蒋悦悦几乎要哭出来了:“它一直就在衣柜里搁着,我也没动过,怎的就空了?这帮刁仆,竟然偷到我的头上来了!”
眼见着就要闹出点动静,宁香忙安抚着:“眼下这些都不要紧,小姐快看看少了别的没有。”
蒋悦悦闻言止住了哭声,忙到梳妆台那,看首饰盒子里的东西是否齐全。
一点数,发现少了几个珠花与银镯,都是平日不起眼的小东西,拿了也不容易被发现的。
蒋悦悦气呼呼的坐在椅子上,捧着匣子说不出话来。
宁香好笑道:“不就是一点子碎银,小姐莫气,回头都发落了便是。”
“你不知我如今处境,尴尬的很,有什么理由处置下人呢?”蒋悦悦可算有了自知之明,不知是好事还是坏事。
“如今府中大事也只有咱们知晓,这起子偷鸡摸狗的小人会被留在涿州,等着他们的不一定是什么。”

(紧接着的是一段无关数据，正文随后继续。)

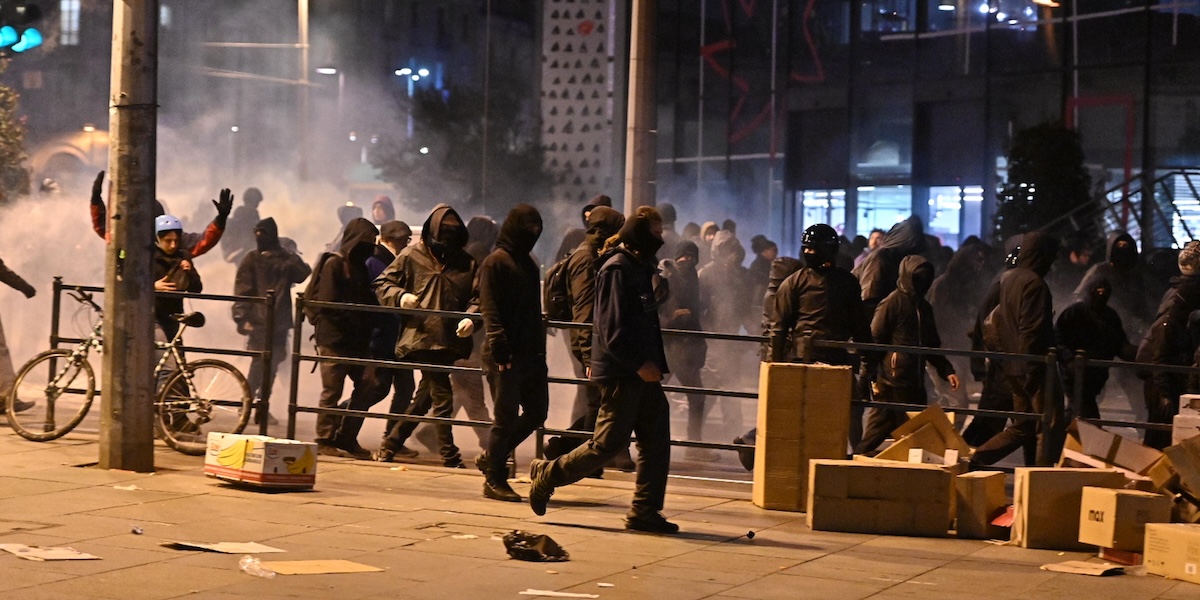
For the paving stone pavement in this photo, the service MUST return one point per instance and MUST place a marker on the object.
(415, 522)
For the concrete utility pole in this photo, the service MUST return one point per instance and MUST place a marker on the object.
(642, 120)
(126, 425)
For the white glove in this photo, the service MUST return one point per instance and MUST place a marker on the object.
(466, 328)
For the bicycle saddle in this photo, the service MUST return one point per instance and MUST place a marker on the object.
(192, 319)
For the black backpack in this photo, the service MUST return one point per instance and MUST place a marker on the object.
(310, 291)
(556, 293)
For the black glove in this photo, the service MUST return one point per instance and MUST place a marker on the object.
(223, 205)
(97, 187)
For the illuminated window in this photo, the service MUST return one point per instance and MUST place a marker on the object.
(69, 31)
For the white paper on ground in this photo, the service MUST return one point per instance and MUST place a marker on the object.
(547, 593)
(225, 547)
(40, 553)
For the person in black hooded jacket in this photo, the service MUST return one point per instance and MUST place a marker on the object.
(628, 363)
(904, 318)
(345, 334)
(1169, 342)
(1093, 328)
(268, 268)
(514, 345)
(437, 274)
(1024, 324)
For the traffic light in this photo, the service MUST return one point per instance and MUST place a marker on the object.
(17, 33)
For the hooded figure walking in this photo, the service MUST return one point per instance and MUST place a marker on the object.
(904, 318)
(514, 345)
(437, 274)
(1023, 323)
(628, 364)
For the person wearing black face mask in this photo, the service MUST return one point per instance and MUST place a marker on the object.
(628, 364)
(904, 318)
(269, 268)
(437, 274)
(514, 345)
(1024, 323)
(1093, 328)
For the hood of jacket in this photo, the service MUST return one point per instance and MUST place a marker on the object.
(1121, 258)
(521, 229)
(905, 238)
(916, 276)
(267, 234)
(444, 232)
(359, 239)
(599, 201)
(727, 250)
(1038, 252)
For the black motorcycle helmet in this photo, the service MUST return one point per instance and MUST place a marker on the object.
(820, 243)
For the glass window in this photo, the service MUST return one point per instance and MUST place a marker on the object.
(882, 207)
(69, 24)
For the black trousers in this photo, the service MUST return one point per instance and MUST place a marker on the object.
(882, 421)
(333, 384)
(436, 394)
(628, 406)
(1030, 395)
(521, 399)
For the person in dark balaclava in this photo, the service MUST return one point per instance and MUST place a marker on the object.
(904, 318)
(1024, 324)
(514, 346)
(1169, 342)
(343, 277)
(437, 274)
(268, 268)
(581, 273)
(1093, 328)
(628, 364)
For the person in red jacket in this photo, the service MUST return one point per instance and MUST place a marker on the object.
(195, 243)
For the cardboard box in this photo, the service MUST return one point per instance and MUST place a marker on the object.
(1185, 426)
(262, 461)
(1109, 449)
(1173, 551)
(1047, 504)
(1116, 519)
(891, 498)
(979, 499)
(803, 414)
(930, 431)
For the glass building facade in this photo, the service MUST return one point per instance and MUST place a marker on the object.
(859, 113)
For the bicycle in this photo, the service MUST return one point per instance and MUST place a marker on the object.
(192, 399)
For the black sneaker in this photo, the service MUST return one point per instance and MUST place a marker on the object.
(481, 465)
(501, 491)
(653, 522)
(540, 489)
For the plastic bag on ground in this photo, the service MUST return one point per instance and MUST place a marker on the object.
(534, 547)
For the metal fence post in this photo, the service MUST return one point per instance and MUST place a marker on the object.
(294, 388)
(268, 358)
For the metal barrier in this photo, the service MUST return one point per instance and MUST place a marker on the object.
(1079, 363)
(263, 403)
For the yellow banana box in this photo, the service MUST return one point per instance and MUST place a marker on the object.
(262, 461)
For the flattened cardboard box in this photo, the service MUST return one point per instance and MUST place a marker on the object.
(891, 498)
(981, 498)
(1116, 519)
(1173, 550)
(803, 413)
(1047, 504)
(262, 461)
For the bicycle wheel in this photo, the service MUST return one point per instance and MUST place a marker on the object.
(53, 393)
(205, 396)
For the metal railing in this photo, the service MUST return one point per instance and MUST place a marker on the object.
(262, 405)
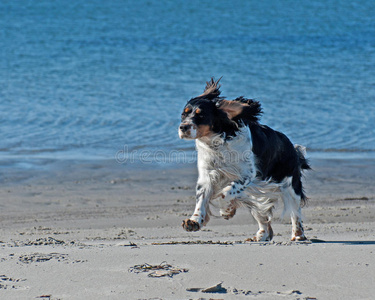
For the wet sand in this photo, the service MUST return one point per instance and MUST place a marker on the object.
(76, 230)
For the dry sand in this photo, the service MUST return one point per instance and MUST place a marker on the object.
(76, 230)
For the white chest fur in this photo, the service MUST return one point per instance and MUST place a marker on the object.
(226, 160)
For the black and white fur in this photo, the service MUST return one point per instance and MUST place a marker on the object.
(241, 162)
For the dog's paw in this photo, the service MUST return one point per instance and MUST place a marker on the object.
(190, 225)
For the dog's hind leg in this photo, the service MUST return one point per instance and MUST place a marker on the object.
(292, 205)
(262, 213)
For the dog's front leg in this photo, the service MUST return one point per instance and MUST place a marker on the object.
(200, 216)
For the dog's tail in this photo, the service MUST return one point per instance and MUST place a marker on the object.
(303, 162)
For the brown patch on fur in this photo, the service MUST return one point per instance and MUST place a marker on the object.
(203, 130)
(232, 108)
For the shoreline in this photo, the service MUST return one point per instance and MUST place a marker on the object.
(76, 231)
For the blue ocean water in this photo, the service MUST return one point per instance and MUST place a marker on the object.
(87, 79)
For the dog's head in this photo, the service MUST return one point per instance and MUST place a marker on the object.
(210, 114)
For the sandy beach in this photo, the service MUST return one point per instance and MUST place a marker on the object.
(103, 230)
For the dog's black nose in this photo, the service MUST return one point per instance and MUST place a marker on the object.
(184, 127)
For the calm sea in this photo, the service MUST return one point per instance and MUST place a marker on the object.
(90, 79)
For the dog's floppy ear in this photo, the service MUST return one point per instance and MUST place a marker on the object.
(212, 90)
(241, 109)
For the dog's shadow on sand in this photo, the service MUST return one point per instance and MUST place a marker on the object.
(318, 241)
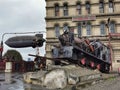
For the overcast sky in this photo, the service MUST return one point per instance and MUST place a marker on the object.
(22, 16)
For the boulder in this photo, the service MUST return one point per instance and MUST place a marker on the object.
(55, 79)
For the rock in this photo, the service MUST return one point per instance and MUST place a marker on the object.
(55, 79)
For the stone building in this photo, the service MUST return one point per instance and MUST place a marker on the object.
(89, 18)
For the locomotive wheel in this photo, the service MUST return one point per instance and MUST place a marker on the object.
(79, 63)
(104, 68)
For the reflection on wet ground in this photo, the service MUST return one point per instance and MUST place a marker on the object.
(14, 81)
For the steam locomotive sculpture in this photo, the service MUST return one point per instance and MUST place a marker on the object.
(82, 51)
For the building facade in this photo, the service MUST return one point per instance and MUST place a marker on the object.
(96, 19)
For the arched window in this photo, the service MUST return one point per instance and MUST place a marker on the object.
(87, 7)
(57, 30)
(56, 10)
(79, 30)
(111, 6)
(112, 27)
(102, 28)
(78, 8)
(88, 29)
(101, 6)
(65, 9)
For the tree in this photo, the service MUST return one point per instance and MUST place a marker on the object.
(13, 55)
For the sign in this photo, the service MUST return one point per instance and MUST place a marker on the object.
(83, 18)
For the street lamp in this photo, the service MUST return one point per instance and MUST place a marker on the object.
(2, 43)
(109, 42)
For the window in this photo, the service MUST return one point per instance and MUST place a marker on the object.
(56, 10)
(88, 8)
(57, 30)
(102, 28)
(65, 9)
(112, 27)
(79, 29)
(88, 27)
(65, 27)
(78, 8)
(101, 7)
(111, 8)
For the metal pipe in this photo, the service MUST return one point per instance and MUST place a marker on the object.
(2, 43)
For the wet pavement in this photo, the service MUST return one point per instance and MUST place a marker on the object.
(14, 81)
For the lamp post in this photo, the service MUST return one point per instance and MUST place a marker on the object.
(109, 42)
(2, 43)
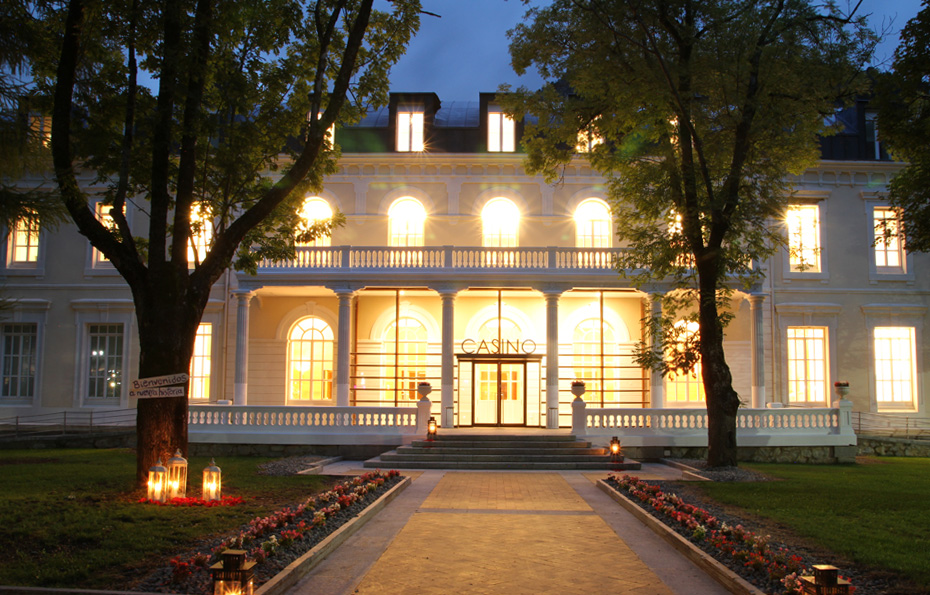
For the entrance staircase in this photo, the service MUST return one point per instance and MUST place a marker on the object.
(501, 452)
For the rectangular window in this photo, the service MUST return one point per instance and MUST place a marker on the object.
(105, 364)
(501, 132)
(807, 364)
(409, 130)
(895, 366)
(889, 252)
(804, 238)
(19, 358)
(24, 242)
(200, 363)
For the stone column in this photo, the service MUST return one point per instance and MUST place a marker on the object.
(757, 351)
(241, 385)
(657, 381)
(343, 347)
(447, 382)
(552, 358)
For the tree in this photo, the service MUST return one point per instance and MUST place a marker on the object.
(903, 100)
(696, 112)
(235, 132)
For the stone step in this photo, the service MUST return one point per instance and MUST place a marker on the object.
(629, 465)
(462, 456)
(516, 450)
(500, 443)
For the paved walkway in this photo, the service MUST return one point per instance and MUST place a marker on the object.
(495, 533)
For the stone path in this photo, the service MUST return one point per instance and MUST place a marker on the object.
(488, 533)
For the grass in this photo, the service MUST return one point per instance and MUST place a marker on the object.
(71, 518)
(876, 514)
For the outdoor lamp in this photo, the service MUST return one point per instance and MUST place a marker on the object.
(177, 476)
(212, 486)
(158, 483)
(233, 575)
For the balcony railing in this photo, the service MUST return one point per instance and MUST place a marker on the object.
(448, 257)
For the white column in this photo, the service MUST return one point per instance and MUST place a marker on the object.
(552, 358)
(448, 364)
(241, 383)
(758, 351)
(657, 381)
(343, 347)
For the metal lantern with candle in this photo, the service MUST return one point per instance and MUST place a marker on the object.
(158, 483)
(212, 482)
(177, 476)
(233, 574)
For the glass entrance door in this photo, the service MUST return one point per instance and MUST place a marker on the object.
(499, 393)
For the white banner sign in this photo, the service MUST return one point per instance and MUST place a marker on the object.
(157, 392)
(156, 381)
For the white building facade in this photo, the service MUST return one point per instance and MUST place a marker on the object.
(457, 268)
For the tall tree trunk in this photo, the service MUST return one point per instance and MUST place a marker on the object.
(722, 400)
(168, 311)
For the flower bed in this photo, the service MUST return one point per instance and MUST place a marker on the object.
(276, 540)
(774, 569)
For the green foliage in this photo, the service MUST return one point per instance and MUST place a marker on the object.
(874, 514)
(100, 532)
(903, 99)
(704, 108)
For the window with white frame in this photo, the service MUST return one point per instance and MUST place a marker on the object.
(895, 366)
(24, 243)
(501, 131)
(406, 218)
(684, 388)
(313, 210)
(807, 365)
(201, 363)
(804, 248)
(310, 360)
(887, 246)
(105, 364)
(410, 129)
(18, 361)
(592, 224)
(201, 234)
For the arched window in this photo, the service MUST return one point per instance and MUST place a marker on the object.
(592, 224)
(310, 360)
(315, 209)
(406, 217)
(595, 358)
(500, 220)
(685, 388)
(405, 349)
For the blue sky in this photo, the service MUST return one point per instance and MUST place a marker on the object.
(465, 52)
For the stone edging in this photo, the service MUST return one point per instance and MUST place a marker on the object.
(720, 573)
(300, 567)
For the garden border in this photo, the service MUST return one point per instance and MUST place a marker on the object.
(719, 572)
(300, 567)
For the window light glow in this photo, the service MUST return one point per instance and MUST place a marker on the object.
(807, 364)
(804, 248)
(410, 131)
(895, 366)
(501, 132)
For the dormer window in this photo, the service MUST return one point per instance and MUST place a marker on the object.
(409, 129)
(501, 131)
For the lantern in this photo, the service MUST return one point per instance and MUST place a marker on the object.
(177, 476)
(158, 483)
(233, 575)
(615, 450)
(212, 486)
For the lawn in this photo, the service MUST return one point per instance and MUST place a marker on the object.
(875, 514)
(71, 518)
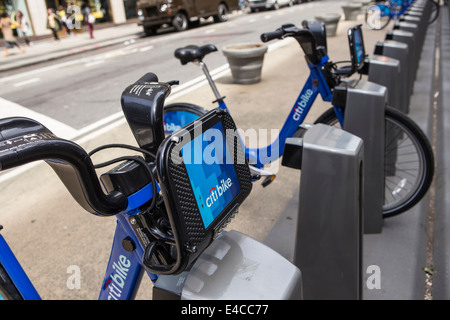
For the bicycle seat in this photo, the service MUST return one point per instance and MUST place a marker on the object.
(143, 106)
(193, 53)
(23, 140)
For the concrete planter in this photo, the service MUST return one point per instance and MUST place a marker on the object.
(246, 61)
(352, 10)
(331, 21)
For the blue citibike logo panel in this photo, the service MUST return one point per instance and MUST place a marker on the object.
(213, 177)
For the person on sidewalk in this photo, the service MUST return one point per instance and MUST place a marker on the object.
(53, 23)
(23, 27)
(10, 40)
(89, 19)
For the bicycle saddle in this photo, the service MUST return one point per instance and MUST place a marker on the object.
(193, 53)
(23, 140)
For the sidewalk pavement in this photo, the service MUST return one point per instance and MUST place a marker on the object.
(399, 250)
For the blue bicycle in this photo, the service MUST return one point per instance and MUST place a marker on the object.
(169, 209)
(414, 159)
(379, 15)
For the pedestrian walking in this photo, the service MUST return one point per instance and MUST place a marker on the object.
(10, 41)
(53, 23)
(23, 27)
(89, 19)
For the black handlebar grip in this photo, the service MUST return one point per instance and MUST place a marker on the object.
(268, 36)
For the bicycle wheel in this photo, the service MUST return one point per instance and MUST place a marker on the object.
(177, 115)
(409, 161)
(378, 16)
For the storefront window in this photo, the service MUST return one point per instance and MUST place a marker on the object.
(99, 8)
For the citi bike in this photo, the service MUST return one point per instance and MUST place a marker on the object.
(414, 161)
(159, 198)
(379, 15)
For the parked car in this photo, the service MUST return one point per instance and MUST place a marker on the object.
(181, 14)
(257, 5)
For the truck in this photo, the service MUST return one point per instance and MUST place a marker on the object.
(181, 14)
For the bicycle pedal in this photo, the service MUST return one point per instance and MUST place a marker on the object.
(268, 180)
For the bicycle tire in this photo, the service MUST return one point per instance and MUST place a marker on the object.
(380, 23)
(435, 11)
(409, 143)
(179, 114)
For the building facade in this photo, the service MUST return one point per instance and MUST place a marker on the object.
(35, 11)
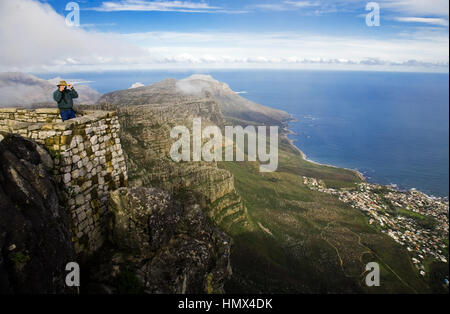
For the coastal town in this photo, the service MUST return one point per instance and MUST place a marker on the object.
(413, 219)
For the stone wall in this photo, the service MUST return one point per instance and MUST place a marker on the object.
(88, 163)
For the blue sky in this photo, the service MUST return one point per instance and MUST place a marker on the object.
(128, 34)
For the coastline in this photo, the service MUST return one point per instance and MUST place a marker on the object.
(287, 131)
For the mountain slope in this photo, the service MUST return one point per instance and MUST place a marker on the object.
(198, 87)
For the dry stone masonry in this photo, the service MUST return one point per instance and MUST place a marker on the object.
(88, 163)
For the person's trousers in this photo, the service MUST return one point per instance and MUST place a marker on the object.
(67, 114)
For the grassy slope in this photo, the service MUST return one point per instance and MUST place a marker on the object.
(307, 241)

宁香手底收拾的快了些,一边宽慰着蒋悦悦,一边收拾出了几个轻便的包裹,主仆两人正好都背的动。
“王爷说今夜要离开府中,只是不知去哪,也不知世子爷”蒋悦悦习惯性的想起了萧乾,却在一瞬间住了口。
宁香瞥了她一眼,只见蒋悦悦眼眶泛的红色很快消散了。心情平复的这样快,蒋悦悦定是想通了关节。
足以见得萧乾是彻底伤了她的心。